The problem tells me to show that $X_t$ is a martingale but I am getting that it is not. Here the assumed filtration is ${\scr F}_t=\{\sigma(X_s):s \le t\}$. Here is what I tried.
$$E(X_t|{\scr F}_s) = E(e^{B(t)}|{\scr F}_s)-1-\frac{1}{2}E\left(\int_0^te^{B(k)}dk|{\scr F}_s\right) $$
For the first term, $$\begin{align} E(e^{B(t)}|{\scr F}_s)&= E(e^{B(t)-B(s)}e^{B(s)}|{\scr F}_s) \\ &= E(e^{B(t)-B(s)})e^{B(s)} \\ &=e^{\frac{t-s}{2}}e^{B(s)} \end{align}$$ Above we use the fact that $B(t)-B(s)$ follows a $N(0,t-s)$ distribution and is also independent of ${\scr F}_s$. We also used the fact that $e^{B(s)}$ is ${\scr F}_s$ measurable.

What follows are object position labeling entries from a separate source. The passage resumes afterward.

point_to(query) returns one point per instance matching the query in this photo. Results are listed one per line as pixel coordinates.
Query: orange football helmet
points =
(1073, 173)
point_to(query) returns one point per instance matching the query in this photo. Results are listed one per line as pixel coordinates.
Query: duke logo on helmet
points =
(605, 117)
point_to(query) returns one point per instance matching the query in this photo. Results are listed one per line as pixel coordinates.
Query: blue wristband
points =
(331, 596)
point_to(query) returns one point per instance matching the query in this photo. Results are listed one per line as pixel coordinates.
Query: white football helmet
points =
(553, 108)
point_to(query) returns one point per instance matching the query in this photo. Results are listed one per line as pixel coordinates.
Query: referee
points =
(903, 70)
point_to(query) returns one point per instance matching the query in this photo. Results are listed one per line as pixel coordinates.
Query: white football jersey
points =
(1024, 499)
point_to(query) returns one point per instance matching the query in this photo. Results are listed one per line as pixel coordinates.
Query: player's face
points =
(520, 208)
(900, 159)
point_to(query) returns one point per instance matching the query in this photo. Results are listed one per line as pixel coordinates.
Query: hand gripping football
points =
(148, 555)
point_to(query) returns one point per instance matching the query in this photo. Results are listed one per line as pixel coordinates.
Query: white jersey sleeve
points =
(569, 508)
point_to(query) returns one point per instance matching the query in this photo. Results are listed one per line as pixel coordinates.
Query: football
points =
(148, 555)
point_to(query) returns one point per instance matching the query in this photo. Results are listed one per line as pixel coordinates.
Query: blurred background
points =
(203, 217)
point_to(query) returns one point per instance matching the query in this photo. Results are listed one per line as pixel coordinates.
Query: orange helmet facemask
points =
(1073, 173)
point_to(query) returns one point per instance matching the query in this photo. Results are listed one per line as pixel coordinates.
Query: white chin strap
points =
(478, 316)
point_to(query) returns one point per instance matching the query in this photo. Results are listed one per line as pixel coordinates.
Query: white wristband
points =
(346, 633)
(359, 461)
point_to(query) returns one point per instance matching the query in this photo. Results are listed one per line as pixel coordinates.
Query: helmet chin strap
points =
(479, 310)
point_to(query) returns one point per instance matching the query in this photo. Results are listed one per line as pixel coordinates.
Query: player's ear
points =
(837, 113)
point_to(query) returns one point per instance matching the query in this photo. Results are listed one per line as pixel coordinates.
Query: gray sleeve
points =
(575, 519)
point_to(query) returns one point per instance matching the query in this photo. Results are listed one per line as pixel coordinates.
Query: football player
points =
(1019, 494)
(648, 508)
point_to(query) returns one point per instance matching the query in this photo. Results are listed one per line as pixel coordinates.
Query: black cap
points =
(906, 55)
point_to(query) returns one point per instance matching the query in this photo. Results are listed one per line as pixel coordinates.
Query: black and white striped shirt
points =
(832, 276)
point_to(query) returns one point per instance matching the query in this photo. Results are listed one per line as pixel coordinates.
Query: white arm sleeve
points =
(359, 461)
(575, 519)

For the last term, $$\begin{align} E\left(\int_0^te^{B(k)}dk|{\scr F}_s\right) &= E\left(\int_0^se^{B(k)}dk|{\scr F}_s\right)+E\left(\int_s^te^{B(k)}dk|{\scr F}_s\right) \\ &=\int_0^se^{B(k)}dk + \int_s^tEe^{B(k)}dk \\ &=\int_0^se^{B(k)}dk + \int_s^t e^{\frac{k}{2}}dk \\ &= \int_0^se^{B(k)}dk + 2(e^{\frac{t}{2}}-e^{\frac{s}{2}}) \end{align}$$
Now putting everything together we get $$ E(X_t|{\scr F}_s)= e^{\frac{t-s}{2}}e^{B(s)}-1-\frac{1}{2}\int_0^se^{B(k)}dk-e^{\frac{t}{2}}+e^{\frac{s}{2}}$$
Any help is appreciated!
It is not ture that $B(k)$ is independent of $\mathcal F_s$ for $k >s$. Hence$E\left(\int_s^te^{B(k)}dk|{\scr F}_s\right)$ is not $\int_s^tEe^{B(k)}dk $. It is $\int_s^tE(e^{B(k)}|\mathcal F_s)dk$ and $E(e^{B(k)}|\mathcal F_s)=E(e^{B(k)-B(s)}|\mathcal F_s)e^{B(s)}=E(e^{B(k)-B(s)})e^{B(s)}$.